It isn’t anywhere near Banned Books Week, but I figure it’s never a bad time to talk books. Be sure to click the link and read through the whole post. I’d love to get some discussion going on the questions at the end.
Banned Books Week
We have come to the end of Banned Books Week, where avid readers everywhere band together to protest the idea of banning books (or more accurately, to celebrate books they love that have been banned by having readings and themed parties). Books are banned and protested for a sundry of reasons, reasons we sympathize with and some we certainly do not sympathize with. But even when it comes to books we don’t think are appropriate, movements for the outright, absolute banishment of these books from libraries or from Christian society is rarely helpful. Such movements cause division over matters which are disputable and sometimes simply draw more attention to and raise more interest in the book a particular group is trying to get rid of.

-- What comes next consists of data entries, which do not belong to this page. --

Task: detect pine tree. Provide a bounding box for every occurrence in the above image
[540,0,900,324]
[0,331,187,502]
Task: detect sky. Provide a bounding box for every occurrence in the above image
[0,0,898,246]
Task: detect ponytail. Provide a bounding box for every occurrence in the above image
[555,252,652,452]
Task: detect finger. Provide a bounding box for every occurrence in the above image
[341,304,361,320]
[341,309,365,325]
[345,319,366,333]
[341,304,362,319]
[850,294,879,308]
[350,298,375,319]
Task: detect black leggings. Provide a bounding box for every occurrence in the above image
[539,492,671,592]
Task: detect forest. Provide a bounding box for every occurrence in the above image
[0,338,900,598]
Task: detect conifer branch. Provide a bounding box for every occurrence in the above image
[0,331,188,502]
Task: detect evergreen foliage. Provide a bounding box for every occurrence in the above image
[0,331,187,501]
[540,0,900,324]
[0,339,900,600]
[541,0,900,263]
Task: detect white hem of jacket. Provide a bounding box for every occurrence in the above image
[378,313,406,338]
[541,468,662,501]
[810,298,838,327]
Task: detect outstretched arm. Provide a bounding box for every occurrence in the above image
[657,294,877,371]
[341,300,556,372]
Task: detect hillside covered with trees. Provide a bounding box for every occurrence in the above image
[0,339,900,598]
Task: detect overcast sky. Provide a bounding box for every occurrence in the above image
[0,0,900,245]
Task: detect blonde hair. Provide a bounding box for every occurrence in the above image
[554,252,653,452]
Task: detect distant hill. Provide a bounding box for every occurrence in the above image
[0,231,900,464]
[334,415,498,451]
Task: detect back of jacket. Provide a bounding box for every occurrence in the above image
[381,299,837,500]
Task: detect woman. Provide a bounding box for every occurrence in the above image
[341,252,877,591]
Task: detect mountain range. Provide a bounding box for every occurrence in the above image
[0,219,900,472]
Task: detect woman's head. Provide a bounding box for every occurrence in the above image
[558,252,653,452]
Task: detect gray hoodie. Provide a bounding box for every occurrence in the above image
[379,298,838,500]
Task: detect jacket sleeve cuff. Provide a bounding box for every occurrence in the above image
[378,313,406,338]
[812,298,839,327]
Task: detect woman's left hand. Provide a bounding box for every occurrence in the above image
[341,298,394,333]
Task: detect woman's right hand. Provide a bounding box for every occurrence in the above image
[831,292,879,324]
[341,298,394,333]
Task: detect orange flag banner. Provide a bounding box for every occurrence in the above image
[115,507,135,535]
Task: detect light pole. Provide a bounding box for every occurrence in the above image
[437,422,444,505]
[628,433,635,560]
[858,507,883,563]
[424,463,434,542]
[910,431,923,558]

Often, books are banned by people who haven’t read them and do not understand them; people simply join the banned books bandwagon. And while fight or flight may be more natural, only the act of humbly engaging is constructive. We are called to act in creative and redemptive ways as we pray, “Thy Kingdom come; Thy will be done on earth as it is in heaven.” It is essential to engage, not merely absorb or avoid, books (and ideas) that scare and/or anger us, books that feel wholly foreign to us.